For **advanced installation instructions** or if you see weird errors during installations:

1. Install `torch` and `triton`. Go to https://pytorch.org to install it. For example `pip install torch torchvision torchaudio triton`

2. Confirm if CUDA is installated correctly. Try `nvcc`. If that fails, you need to install `cudatoolkit` or CUDA drivers.

3. Install `xformers` manually. You can try installing `vllm` and seeing if `vllm` succeeds.
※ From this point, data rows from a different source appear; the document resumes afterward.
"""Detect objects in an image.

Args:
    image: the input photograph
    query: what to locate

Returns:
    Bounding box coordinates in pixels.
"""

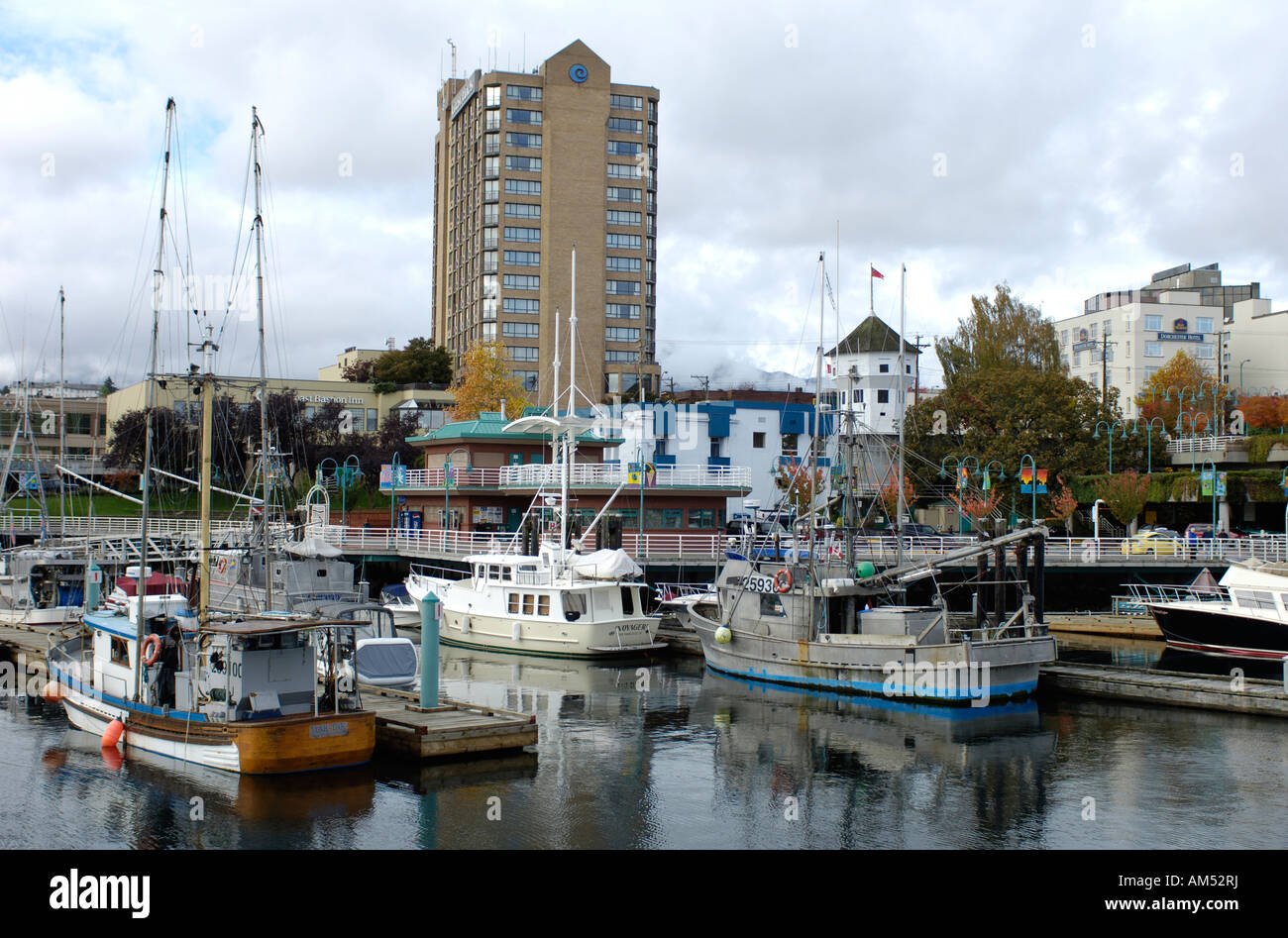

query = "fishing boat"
[0,548,86,626]
[47,98,375,775]
[669,256,1056,706]
[1128,561,1288,661]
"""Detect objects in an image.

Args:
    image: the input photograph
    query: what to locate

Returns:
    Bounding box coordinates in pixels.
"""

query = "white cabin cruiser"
[407,544,666,659]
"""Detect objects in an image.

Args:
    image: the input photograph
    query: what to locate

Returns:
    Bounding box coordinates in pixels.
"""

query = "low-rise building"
[380,412,751,534]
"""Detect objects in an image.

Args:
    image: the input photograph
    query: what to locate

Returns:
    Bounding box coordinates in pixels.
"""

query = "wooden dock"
[1046,612,1163,642]
[1038,663,1288,716]
[362,688,537,760]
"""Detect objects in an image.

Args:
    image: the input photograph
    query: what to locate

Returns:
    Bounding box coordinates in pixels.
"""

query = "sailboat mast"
[58,287,67,537]
[894,264,909,567]
[559,245,577,563]
[134,98,174,701]
[808,252,827,628]
[197,326,219,625]
[250,107,273,609]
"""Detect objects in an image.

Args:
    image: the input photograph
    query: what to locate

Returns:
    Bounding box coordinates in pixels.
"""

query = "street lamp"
[1091,420,1127,475]
[1020,454,1038,527]
[1176,411,1212,471]
[1203,459,1216,537]
[1129,417,1167,475]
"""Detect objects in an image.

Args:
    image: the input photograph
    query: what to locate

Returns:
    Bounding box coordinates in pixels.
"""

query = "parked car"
[1124,528,1177,557]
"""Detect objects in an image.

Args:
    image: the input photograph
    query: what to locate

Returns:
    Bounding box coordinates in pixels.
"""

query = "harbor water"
[0,642,1288,849]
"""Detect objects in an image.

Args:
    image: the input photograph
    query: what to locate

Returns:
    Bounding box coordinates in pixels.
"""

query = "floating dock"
[362,688,537,759]
[1046,612,1163,642]
[1038,663,1288,716]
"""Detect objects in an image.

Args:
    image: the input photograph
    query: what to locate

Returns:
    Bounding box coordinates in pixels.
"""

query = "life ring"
[143,635,161,668]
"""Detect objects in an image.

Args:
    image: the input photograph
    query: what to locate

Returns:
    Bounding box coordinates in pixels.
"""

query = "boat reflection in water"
[691,669,1056,847]
[55,728,376,849]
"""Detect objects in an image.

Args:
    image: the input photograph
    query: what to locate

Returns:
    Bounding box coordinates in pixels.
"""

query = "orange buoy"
[143,635,161,668]
[103,720,125,749]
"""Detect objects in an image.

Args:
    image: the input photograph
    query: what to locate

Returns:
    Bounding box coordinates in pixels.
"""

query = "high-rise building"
[433,40,661,404]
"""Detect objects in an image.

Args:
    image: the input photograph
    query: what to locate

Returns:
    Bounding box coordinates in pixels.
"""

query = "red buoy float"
[103,720,125,749]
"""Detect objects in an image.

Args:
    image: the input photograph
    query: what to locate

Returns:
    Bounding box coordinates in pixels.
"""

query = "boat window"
[1234,590,1276,609]
[760,592,787,616]
[564,592,587,622]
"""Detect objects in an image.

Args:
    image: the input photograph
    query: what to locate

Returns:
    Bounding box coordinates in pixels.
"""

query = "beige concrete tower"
[433,40,661,404]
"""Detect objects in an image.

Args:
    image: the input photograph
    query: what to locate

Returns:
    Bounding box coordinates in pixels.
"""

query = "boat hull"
[680,603,1056,706]
[1147,603,1288,661]
[51,665,376,775]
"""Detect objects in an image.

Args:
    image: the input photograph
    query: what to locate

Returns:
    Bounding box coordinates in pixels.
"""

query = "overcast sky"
[0,0,1288,386]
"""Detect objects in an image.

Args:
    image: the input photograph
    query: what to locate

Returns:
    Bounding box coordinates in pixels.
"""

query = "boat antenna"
[134,98,174,701]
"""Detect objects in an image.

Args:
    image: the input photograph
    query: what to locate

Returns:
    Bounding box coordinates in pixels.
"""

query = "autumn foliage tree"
[774,467,827,518]
[451,342,528,420]
[877,472,917,518]
[1136,350,1234,433]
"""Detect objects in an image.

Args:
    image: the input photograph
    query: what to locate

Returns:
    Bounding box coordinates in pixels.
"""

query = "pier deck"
[362,688,537,759]
[1038,663,1288,716]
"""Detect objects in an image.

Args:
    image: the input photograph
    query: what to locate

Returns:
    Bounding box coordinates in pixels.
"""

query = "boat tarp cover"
[286,537,344,557]
[568,550,644,579]
[358,641,416,680]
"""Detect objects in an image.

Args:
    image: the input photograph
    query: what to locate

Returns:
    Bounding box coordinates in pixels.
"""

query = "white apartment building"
[1055,264,1262,419]
[823,314,921,436]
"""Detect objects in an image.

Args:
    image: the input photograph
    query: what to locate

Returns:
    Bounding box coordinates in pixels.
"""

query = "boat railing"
[1126,582,1231,607]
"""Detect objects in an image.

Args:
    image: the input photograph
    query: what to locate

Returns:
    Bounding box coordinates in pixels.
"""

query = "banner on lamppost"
[1020,467,1048,495]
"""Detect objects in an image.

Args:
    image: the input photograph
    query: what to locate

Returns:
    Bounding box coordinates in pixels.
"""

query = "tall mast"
[559,245,577,558]
[894,264,909,567]
[58,287,67,537]
[250,107,273,611]
[197,326,219,625]
[808,252,827,638]
[134,98,174,701]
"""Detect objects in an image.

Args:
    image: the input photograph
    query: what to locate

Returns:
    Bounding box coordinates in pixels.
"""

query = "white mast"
[58,287,67,537]
[250,107,273,611]
[134,98,174,701]
[894,264,909,567]
[559,245,577,558]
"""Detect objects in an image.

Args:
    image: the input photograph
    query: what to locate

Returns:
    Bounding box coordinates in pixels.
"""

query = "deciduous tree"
[452,342,528,420]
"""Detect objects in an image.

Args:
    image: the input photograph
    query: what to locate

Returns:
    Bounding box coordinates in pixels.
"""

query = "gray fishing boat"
[678,527,1056,706]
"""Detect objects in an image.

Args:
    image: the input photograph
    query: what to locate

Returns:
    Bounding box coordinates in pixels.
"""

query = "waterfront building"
[1055,264,1269,419]
[432,40,661,406]
[380,411,751,534]
[605,388,814,518]
[107,348,455,443]
[0,381,107,476]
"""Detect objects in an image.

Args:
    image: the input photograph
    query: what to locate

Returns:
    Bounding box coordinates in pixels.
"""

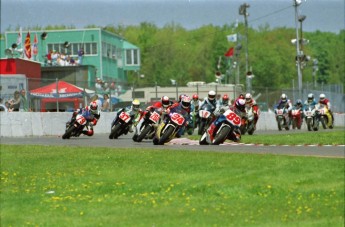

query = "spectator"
[10,91,20,112]
[19,89,31,112]
[78,48,84,65]
[0,98,8,112]
[102,94,110,112]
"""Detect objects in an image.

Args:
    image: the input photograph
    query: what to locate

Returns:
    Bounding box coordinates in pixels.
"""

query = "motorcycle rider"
[207,99,246,142]
[190,94,201,125]
[66,101,101,136]
[319,93,334,125]
[111,99,144,132]
[274,93,292,125]
[153,95,191,144]
[245,93,259,130]
[200,90,218,110]
[215,94,230,116]
[304,93,316,107]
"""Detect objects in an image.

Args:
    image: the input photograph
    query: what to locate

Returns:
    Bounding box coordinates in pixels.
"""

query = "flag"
[17,27,22,46]
[32,33,38,55]
[224,47,234,57]
[226,34,237,42]
[24,32,31,59]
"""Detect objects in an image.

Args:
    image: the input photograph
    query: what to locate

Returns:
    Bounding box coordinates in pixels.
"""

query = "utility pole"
[293,0,302,98]
[239,3,252,93]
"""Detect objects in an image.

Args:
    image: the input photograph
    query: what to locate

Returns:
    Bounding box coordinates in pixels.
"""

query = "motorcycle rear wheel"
[198,120,206,135]
[212,127,231,145]
[158,126,175,145]
[136,125,152,142]
[321,117,328,129]
[62,125,76,139]
[306,118,313,131]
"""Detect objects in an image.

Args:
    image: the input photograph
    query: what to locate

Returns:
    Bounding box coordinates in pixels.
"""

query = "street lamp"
[239,3,252,93]
[293,0,305,98]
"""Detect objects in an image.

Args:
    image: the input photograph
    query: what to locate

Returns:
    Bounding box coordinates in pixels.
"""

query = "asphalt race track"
[0,132,345,158]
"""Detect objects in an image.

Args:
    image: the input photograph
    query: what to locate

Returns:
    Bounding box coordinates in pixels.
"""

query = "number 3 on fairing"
[171,113,184,125]
[224,110,241,125]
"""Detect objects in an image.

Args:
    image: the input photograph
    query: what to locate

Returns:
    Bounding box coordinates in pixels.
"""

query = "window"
[48,42,98,56]
[126,49,140,65]
[102,42,121,60]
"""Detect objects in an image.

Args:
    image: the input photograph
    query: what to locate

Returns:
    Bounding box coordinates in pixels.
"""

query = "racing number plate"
[224,110,241,126]
[171,113,184,125]
[150,112,160,123]
[119,112,131,123]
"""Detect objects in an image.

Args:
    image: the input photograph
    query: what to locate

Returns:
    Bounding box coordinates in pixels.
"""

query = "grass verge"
[0,145,344,227]
[189,130,345,145]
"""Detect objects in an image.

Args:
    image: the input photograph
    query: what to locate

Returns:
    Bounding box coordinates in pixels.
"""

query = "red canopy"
[30,80,84,98]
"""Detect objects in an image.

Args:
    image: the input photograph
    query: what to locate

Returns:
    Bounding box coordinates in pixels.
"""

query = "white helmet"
[89,101,98,114]
[320,93,326,100]
[280,94,287,102]
[208,90,216,100]
[132,99,140,111]
[245,93,252,103]
[181,95,191,109]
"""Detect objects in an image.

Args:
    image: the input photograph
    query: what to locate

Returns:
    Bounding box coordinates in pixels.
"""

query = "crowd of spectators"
[45,49,84,66]
[0,89,31,112]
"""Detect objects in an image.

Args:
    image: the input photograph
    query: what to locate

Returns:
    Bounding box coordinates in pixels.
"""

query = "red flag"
[224,47,234,57]
[25,32,31,59]
[32,34,38,55]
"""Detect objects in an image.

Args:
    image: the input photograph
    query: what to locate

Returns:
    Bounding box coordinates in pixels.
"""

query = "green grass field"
[0,130,345,227]
[189,128,345,145]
Check if `xformers` succeeded with `python -m xformers.info` Go to https://github.com/facebookresearch/xformers. Another option is to install `flash-attn` for Ampere GPUs.

4. Double check that your versions of Python, CUDA, CUDNN, `torch`, `triton`, and `xformers` are compatible with one another. The [PyTorch Compatibility Matrix](https://github.com/pytorch/pytorch/blob/main/RELEASE.md#release-compatibility-matrix) may be useful. 

5. Finally, install `bitsandbytes` and check it with `python -m bitsandbytes`

### Conda Installation (Optional)

`⚠️Only use Conda if you have it. If not, use Pip`. Select either `pytorch-cuda=11.8,12.1` for CUDA 11.8 or CUDA 12.1. We support `python=3.10,3.11,3.12`.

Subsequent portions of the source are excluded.